Every road brings me back to him. Every hymn brings me back to her - New York - my first love. Israel was my mistress and New York City my lover. New York, the one who would tell me things like, "I got you" and "no matter how bad it feels, we'll get through this together." Israel became the one who would say, "you can always come back to me" and "come find home in my arms."

Last night I revisited my youth. After walking New York City streets on a gray night I found myself in a pizza shop, free writing for the sake of writing because something just had to get out. I continued going down memory lane as one recollection brought me to another and another until my legs carried me back to the Bowery Poetry Club for the Urbana to end all Urbanas. Like I told my friend, I would give up cheese for the rest of my life all for that one evening.

It was like my youth revisited. I felt alive. I felt 16 again visiting this place, these people, connecting voices I've heard to faces. Being wowed by the poets, seeing the legends of my mind, seeing the legends of real life.

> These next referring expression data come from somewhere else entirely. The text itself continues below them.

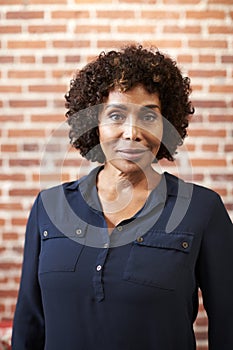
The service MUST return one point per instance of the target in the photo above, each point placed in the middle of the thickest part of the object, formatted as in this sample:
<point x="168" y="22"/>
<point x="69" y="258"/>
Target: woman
<point x="114" y="261"/>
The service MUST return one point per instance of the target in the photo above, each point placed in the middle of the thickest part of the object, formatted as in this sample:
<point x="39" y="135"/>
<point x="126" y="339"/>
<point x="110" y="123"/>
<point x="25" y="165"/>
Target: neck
<point x="111" y="177"/>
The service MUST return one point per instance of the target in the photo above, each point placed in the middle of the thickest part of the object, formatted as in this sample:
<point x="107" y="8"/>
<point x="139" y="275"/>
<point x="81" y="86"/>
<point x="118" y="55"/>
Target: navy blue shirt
<point x="136" y="289"/>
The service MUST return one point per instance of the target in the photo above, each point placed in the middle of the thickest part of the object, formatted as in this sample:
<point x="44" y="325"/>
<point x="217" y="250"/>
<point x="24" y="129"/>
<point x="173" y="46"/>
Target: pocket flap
<point x="175" y="240"/>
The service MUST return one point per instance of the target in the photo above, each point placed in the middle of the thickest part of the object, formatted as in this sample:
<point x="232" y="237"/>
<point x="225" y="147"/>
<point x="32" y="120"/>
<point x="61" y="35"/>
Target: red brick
<point x="2" y="223"/>
<point x="69" y="14"/>
<point x="207" y="58"/>
<point x="47" y="118"/>
<point x="46" y="2"/>
<point x="46" y="28"/>
<point x="13" y="177"/>
<point x="11" y="2"/>
<point x="27" y="103"/>
<point x="12" y="118"/>
<point x="115" y="14"/>
<point x="24" y="14"/>
<point x="10" y="29"/>
<point x="182" y="29"/>
<point x="220" y="29"/>
<point x="27" y="59"/>
<point x="185" y="58"/>
<point x="6" y="59"/>
<point x="72" y="59"/>
<point x="210" y="147"/>
<point x="220" y="118"/>
<point x="228" y="147"/>
<point x="63" y="177"/>
<point x="24" y="162"/>
<point x="47" y="88"/>
<point x="135" y="29"/>
<point x="26" y="133"/>
<point x="59" y="73"/>
<point x="50" y="59"/>
<point x="160" y="15"/>
<point x="210" y="104"/>
<point x="181" y="2"/>
<point x="206" y="14"/>
<point x="220" y="44"/>
<point x="9" y="148"/>
<point x="26" y="44"/>
<point x="31" y="147"/>
<point x="227" y="59"/>
<point x="93" y="28"/>
<point x="222" y="89"/>
<point x="164" y="44"/>
<point x="10" y="88"/>
<point x="26" y="74"/>
<point x="66" y="44"/>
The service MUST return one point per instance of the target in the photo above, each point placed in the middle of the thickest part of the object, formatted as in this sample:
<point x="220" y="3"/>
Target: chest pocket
<point x="58" y="251"/>
<point x="159" y="259"/>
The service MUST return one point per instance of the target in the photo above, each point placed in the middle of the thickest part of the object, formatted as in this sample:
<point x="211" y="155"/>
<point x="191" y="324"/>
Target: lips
<point x="131" y="153"/>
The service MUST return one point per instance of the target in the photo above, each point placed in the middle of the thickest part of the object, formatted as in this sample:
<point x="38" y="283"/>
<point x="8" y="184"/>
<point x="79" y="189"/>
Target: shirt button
<point x="45" y="233"/>
<point x="185" y="245"/>
<point x="78" y="231"/>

When I saw the future of spoken word perform, I realized that was something I still wanted very badly, only I had let myself forget. I saw on stage a version of myself that was more alive than I had ever been. And it stung in a bitter-sweet sort of way. And it gave me inspiration and motivation to revisit this place, this part of myself I let slip away sometimes.

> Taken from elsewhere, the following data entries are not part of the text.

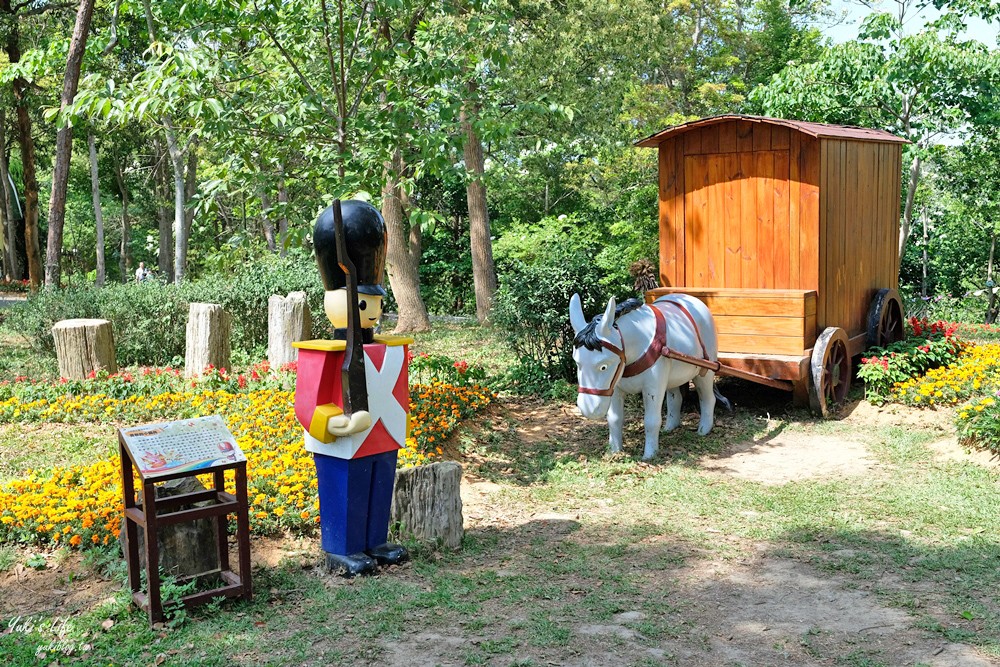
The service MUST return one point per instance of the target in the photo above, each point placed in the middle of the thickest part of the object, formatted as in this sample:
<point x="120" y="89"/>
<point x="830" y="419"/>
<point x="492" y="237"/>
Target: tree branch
<point x="114" y="29"/>
<point x="291" y="63"/>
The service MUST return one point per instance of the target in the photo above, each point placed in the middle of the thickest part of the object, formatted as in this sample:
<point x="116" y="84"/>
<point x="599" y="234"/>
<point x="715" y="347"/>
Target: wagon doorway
<point x="737" y="209"/>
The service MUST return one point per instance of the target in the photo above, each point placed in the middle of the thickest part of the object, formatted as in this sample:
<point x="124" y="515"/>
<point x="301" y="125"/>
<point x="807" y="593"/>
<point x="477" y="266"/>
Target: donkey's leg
<point x="674" y="398"/>
<point x="705" y="384"/>
<point x="616" y="418"/>
<point x="652" y="402"/>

After my book was signed, I hugged Beau and promised I'd call him before he left New York. I stepped outside and into my own world. I decided to walk the 35 blocks to my bus because nights like these are too rare to be spent on a subway. I silently vowed to immerse myself in the spoken word scene again, for reasons like wanting to be a part of this community, and needing to be inspired by this raw talent.

As I passed Astor Place I smiled, watching some kids running while spinning the cube. I looked at all the buildings around me, crossed the street and continued on my way, as I started to fall in love with New York once again.

Monday, November 19, 2007

Friday, November 16, 2007

Friday Haiku

Today I go to
jury duty. At least I
get paid. Finally.

Shabbat shalom xx

Tuesday, November 13, 2007

"What do you think is a good way I can strengthen my connection to Hashem?"

I asked him on the way back to New York from Montreal. For hours on end, both on the way there and back, we all filled the car with words of Torah. We questioned the reasoning of brachot and the right way to do them. We listened to a shiur about the World to Come. We spoke about the tzadikim who live in another world that we may never know. And we came to the conclusion that while we have free will to make our own choices and steer the course to our destinies, ultimately it is Hashem's will that brings us to where we're supposed to be.

And so when I asked for his opinion and recommendation for one thing that I can do to bring myself closer, I wasn't expecting the answer he gave me. I thought he was going to recommend another blessing to make when I eat, or say my prayers in the morning every day. But instead he said, "Well, I was thinking about this before, and I don't mean to preach or judge, especially because I had one myself, but I think you should take out your tongue ring." Uh-huh. "Well if you think about it, it's a metal bar in your tongue, so there's a kashrut issue." Ah-ha. I hadn't thought about that before. To which I asked incredulously, "So I've been eating traif this whole time???" I was in shock. I didn't know what to do. I still don't. Because you don't think that a tongue ring is like a metal utensil that can absorb which is why you need one set for dairy and one set for meat. So do I now need to have one tongue ring for sipping coffee and one for eating a burger? What if I use glass? All these questions seem ridiculous to me and probably do to you as well. But still, once someone points out something you didn't know before, it's hard to forget. So I'm left to step back and see what my options are. Maybe I should just take on some more tefilot. In the mean while, all suggestions are welcome.

Tuesday, November 6, 2007

It was an amazing night

I couldn't have asked for a better show with such energy, packed, maybe 150 people in the audience. And we did a fantastic job. We created this show from scratch and accomplished so much. I am honored to be in a show with such wonderful and talented people. Maybe in another life I could have been an actress.

Before the show started, during my 5th trip to the bathroom, my phone fell in the toilet. It was okay. Didn't seem to gross me out or anything. It kinda works now but I think it's a little shaken up.

Anyway, while waiting for the train to go home in the designated waiting area, a cop in Penn Station started asking people to see their tickets. Many had been sleeping and were now being woken up all so that they could buy a ticket for a train they had no plans to ride just so they could go back to sleep once again. I began to realize how lucky and fortunate I am, for having a ticket, for having the money for a ticket and for actually having a destination where this waiting room was only a short stop. I guess if you're able to read this then you're pretty fortunate too.